Rick Santorum has laid down the challenge. It’s time someone took on that challenge.
About godliness, that is.
About who’s more godly.
That would be Rick Santorum, he says, in contrast to Barack Obama, who has no coin in said fountain.
Before discussing the most recent outrageous statement from the sainted ex-senator, a word about tea party adherents, to whom he spoke it. If you recall, the group used to be about the vagaries of spending and governance. Now the tea party is becoming all hymns and communion wafers. It’s the “700 Club” with less interesting guests.
To such a gathering last week, Santorum said Obama is about some “phony theology.

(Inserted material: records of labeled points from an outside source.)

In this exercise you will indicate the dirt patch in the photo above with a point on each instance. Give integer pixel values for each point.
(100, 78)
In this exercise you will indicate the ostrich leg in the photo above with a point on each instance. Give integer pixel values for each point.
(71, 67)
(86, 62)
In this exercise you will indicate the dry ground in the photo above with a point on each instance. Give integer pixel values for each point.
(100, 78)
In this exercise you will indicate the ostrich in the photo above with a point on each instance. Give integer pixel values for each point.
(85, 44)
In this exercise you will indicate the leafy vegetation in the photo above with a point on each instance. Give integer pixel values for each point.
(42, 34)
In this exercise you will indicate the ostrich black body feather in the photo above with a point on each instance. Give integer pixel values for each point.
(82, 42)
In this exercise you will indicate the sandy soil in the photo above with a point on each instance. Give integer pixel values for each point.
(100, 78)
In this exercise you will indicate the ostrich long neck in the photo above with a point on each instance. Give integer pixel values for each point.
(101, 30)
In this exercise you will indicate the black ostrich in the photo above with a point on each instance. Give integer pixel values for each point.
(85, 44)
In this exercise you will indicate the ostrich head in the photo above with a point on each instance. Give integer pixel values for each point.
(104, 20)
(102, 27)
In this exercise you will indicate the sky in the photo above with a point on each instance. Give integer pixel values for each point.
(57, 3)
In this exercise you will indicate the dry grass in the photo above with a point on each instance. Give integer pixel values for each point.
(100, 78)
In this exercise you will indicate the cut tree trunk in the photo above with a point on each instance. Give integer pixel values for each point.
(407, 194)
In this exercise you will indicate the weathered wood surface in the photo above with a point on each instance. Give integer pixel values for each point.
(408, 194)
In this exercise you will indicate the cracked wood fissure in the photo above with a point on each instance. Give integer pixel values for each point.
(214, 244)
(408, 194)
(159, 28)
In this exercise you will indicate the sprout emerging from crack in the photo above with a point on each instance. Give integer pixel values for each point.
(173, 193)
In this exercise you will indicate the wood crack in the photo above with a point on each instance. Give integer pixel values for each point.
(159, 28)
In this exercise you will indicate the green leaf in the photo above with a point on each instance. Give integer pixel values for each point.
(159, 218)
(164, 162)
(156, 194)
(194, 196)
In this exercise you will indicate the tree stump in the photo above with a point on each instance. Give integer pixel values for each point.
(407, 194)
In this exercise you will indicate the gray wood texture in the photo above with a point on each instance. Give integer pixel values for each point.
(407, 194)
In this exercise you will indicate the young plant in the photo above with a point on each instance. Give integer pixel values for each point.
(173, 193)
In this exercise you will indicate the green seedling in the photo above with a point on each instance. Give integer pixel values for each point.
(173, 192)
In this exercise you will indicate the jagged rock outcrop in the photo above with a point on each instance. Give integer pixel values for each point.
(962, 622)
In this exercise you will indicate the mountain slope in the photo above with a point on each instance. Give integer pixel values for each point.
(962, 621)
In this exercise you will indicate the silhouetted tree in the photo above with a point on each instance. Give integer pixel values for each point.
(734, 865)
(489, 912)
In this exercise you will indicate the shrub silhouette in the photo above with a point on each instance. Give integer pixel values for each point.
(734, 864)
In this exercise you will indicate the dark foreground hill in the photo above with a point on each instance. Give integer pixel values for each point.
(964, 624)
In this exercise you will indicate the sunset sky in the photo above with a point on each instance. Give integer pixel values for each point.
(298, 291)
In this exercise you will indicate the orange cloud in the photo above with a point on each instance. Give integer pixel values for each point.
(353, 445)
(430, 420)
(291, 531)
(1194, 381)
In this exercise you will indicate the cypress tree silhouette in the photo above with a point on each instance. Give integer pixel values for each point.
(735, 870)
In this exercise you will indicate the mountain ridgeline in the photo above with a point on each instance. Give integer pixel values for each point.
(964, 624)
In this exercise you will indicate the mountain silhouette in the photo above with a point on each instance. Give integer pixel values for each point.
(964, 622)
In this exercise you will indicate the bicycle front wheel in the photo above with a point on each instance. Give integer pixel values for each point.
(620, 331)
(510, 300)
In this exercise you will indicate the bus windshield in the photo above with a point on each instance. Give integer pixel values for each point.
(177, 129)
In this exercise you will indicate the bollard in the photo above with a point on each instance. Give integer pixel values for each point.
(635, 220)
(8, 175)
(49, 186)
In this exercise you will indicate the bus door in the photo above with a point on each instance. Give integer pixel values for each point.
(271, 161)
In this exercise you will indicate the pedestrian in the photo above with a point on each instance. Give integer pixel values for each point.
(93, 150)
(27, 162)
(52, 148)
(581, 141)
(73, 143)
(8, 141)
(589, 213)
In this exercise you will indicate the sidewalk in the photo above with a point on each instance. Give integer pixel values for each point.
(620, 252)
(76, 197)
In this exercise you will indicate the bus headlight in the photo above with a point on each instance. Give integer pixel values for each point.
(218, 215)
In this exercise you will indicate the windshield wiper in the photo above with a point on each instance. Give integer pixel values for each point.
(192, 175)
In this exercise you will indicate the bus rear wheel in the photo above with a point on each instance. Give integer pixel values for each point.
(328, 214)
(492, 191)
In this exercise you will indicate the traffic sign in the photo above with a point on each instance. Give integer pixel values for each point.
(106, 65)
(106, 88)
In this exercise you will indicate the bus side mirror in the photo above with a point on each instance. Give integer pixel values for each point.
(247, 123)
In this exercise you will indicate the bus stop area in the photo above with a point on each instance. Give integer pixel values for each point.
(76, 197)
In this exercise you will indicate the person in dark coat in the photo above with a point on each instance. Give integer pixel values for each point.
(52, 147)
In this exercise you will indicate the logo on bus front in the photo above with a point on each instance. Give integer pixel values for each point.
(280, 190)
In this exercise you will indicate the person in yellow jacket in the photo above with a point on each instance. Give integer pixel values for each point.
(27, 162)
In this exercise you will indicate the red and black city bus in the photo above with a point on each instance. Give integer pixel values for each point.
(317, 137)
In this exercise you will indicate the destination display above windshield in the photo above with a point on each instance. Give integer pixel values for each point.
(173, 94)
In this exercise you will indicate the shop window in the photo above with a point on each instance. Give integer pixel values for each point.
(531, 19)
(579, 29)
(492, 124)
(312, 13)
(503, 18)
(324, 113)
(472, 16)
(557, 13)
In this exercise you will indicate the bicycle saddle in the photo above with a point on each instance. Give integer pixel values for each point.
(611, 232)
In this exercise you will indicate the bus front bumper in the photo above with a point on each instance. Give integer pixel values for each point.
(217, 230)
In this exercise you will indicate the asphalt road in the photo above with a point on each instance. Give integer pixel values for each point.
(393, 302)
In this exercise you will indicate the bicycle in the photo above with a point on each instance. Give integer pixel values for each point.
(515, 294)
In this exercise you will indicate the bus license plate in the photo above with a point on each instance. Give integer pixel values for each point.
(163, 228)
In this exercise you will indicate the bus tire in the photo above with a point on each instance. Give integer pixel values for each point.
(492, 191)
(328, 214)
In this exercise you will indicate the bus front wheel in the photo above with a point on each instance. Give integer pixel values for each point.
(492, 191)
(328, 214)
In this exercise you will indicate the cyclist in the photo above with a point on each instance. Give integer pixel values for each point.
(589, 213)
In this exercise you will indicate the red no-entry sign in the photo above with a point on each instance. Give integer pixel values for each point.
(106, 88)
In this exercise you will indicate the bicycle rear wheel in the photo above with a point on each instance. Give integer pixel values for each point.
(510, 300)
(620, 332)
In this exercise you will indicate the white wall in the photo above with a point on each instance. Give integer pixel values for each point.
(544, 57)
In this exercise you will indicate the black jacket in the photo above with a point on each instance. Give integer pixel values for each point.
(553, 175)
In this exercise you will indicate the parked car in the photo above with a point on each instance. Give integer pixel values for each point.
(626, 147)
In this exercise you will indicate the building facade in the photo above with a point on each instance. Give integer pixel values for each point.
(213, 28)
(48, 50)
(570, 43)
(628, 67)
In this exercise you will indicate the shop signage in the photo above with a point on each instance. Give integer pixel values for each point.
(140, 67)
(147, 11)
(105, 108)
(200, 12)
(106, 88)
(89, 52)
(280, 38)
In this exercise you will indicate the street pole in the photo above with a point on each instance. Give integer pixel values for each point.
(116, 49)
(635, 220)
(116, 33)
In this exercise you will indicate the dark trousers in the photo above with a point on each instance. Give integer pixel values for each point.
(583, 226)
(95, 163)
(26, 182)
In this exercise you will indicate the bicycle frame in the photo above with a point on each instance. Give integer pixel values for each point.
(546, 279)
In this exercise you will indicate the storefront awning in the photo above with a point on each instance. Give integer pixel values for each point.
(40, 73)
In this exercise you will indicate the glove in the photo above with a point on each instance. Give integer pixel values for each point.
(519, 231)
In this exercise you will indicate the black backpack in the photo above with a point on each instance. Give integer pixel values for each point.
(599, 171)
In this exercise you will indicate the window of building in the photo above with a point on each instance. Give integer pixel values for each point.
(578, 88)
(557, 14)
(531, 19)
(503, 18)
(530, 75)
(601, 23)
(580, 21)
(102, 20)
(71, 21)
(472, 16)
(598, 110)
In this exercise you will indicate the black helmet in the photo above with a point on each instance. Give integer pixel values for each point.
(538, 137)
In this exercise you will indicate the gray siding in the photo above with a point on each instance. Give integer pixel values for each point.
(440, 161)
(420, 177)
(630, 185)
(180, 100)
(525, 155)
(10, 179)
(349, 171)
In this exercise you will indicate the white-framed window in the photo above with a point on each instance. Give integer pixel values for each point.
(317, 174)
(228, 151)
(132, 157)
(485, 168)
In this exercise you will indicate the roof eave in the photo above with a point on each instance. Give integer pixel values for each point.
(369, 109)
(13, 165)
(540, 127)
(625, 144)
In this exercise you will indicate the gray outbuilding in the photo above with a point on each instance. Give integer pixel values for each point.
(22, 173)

Oh, not a theology based on the Bible. A different theology." We're now told that Santorum wasn't challenging the president's faith, except to say maybe that Obama trusts the EPA before the Lord. Still, the notion of even bringing up in a theology in political campaign, with implications of and what's legitimate and what's not: Wow.
I’m trying to picture a President Santorum standing at a White House rostrum declaring who it is among his constituency — people who like Obama profess their Christianity — might harbor “phony theology.” Surely one who knows can detect this, and surely President Santorum would have his advisers.
Back before the turn of the century, the Ku Klux Klan had its ideas of pure, authentic Christianity. Americans who were faking it, said the KKK, were those into mixing races and tolerating Jews.
Back around the same time you could see a theological disagreement between a Catholic and a Baptist settled with gunfire on a dusty western street. Good old days, they were.
You might like the idea of a president who calls ’em as he sees ’em, theologywise. It’s either called leading by example or dividing by divinity.
Well, just who is the phony?
Commentator Juan Cole goes beyond wondering if Santorum is a cardboard Christian. He wonders if Santorum is even Catholic.
The post, “Top Ten Catholic Teachings Santorum Rejects while Obsessing about Birth Control,” on juancole.com, asks as much.
For starters, the pope opposed the war of preference against Iraq. Santorum? It was roll tanks and pass the ammunition.
Cole points out the church's opposition to the death penalty, American bishops’ support for hiking the minimum wage, and their embrace of the vital nature of labor unions. Don’t bring up any of that, Rick, at our next tea party parley.
Immigration? You’d better just ignore the U.S. Catholic Bishops Conference, because it has denounced hard-core initiatives like Arizona’s SB 1070 and the criminalization of undocumented workers.
And there’s that biblical thing about helping the poor, which we realize carries little scriptural weight when juxtaposed next to the birth control pill and the diaphragm. Regardless, the U.S. bishops seem a little adamant about the government helping needy families. Oh, and they embrace universal health care.
Santorum calls the painstaking political compromise that was “Obamacare” raving socialism. What exactly would he call what the U.S. bishops would have in mind? Best not say.
Friday Santorum was giving some sweet, serene lip service to the notion of helping the poor, but expressing the notion that as government gets smaller, Americans must “get bigger” in helping them, and so must churches.
The Catholic Church has done an enormous amount, here and abroad, to help the poor. To ask that churches pick up that function served by government since the days of the Great Society is to, in sporting parlance, punt away one’s Christian responsibility. Don’t attribute that assertion to me. That’s the bishops talking.
This cavalcade of inconsistencies on behalf of a typically brazen politician is just another way of saying to candidate Santorum what Christ said to everyone and no one in particular:
“Beware of practicing your piety before others in order to be seen by them.”